I'm slightly surprised this isn't called from postprocess
in the test? Any downside to doing that?

On Fri, Apr 30, 2010 at 2:20 PM, Lucas Meneghel Rodrigues
<lmr@xxxxxxxxxx> wrote:
> This module contains code to postprocess IOzone data
> in a convenient way so we can generate performance graphs
> and condensed data. The graph generation part depends
> on gnuplot, but if the utility is not present,
> functionality will gracefully degrade.
>
> The reason why this was created as a separate module is:
>  * It doesn't pollute the main test class.

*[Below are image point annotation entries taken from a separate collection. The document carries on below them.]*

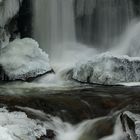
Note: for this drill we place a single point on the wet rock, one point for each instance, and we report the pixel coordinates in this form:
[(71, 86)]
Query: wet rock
[(131, 125)]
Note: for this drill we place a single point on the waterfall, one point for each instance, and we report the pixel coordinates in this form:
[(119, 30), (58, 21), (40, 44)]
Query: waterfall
[(54, 25), (100, 22), (60, 24)]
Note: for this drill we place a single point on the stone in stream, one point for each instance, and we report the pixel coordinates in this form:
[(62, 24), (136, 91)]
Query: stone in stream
[(50, 135), (131, 125)]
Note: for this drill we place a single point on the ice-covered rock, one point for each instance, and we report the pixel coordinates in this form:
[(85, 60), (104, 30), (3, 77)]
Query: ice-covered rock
[(23, 59), (131, 124), (108, 69), (17, 126)]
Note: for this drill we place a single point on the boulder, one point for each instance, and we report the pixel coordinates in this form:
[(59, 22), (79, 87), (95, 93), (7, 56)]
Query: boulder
[(22, 59), (108, 70), (131, 125)]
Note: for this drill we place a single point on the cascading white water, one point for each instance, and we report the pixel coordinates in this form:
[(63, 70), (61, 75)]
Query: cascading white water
[(61, 26), (54, 25), (59, 23), (100, 22)]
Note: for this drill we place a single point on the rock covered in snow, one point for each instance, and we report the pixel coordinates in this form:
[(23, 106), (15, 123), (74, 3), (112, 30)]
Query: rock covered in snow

>  * Allows us to use the postprocess module as a stand alone program,
>   that can even do performance comparison between 2 IOzone runs.
>
> Signed-off-by: Lucas Meneghel Rodrigues <lmr@xxxxxxxxxx>
> ---
>  client/tests/iozone/postprocessing.py |  487 +++++++++++++++++++++++++++++++++
>  1 files changed, 487 insertions(+), 0 deletions(-)
>  create mode 100755 client/tests/iozone/postprocessing.py
>
> diff --git a/client/tests/iozone/postprocessing.py b/client/tests/iozone/postprocessing.py
> new file mode 100755
> index 0000000..b495502
> --- /dev/null
> +++ b/client/tests/iozone/postprocessing.py
> @@ -0,0 +1,487 @@
> +#!/usr/bin/python
> +"""
> +Postprocessing module for IOzone. It is capable to pick results from an
> +IOzone run, calculate the geometric mean for all throughput results for
> +a given file size or record size, and then generate a series of 2D and 3D
> +graphs. The graph generation functionality depends on gnuplot, and if it
> +is not present, functionality degrates gracefully.
> +
> +@copyright: Red Hat 2010
> +"""
> +import os, sys, optparse, logging, math, time
> +import common
> +from autotest_lib.client.common_lib import logging_config, logging_manager
> +from autotest_lib.client.common_lib import error
> +from autotest_lib.client.bin import utils, os_dep
> +
> +
> +_LABELS = ('file_size', 'record_size', 'write', 'rewrite', 'read', 'reread',
> +           'randread', 'randwrite', 'bkwdread', 'recordrewrite', 'strideread',
> +           'fwrite', 'frewrite', 'fread', 'freread')
> +
> +
> +def unique(list):
> +    """
> +    Return a list of the elements in list, but without duplicates.
> +
> +    @param list: List with values.
> +    @return: List with non duplicate elements.
> +    """
> +    n = len(list)
> +    if n == 0:
> +        return []
> +    u = {}
> +    try:
> +        for x in list:
> +            u[x] = 1
> +    except TypeError:
> +        return None
> +    else:
> +        return u.keys()
> +
> +
> +def geometric_mean(values):
> +    """
> +    Evaluates the geometric mean for a list of numeric values.
> +
> +    @param values: List with values.
> +    @return: Single value representing the geometric mean for the list values.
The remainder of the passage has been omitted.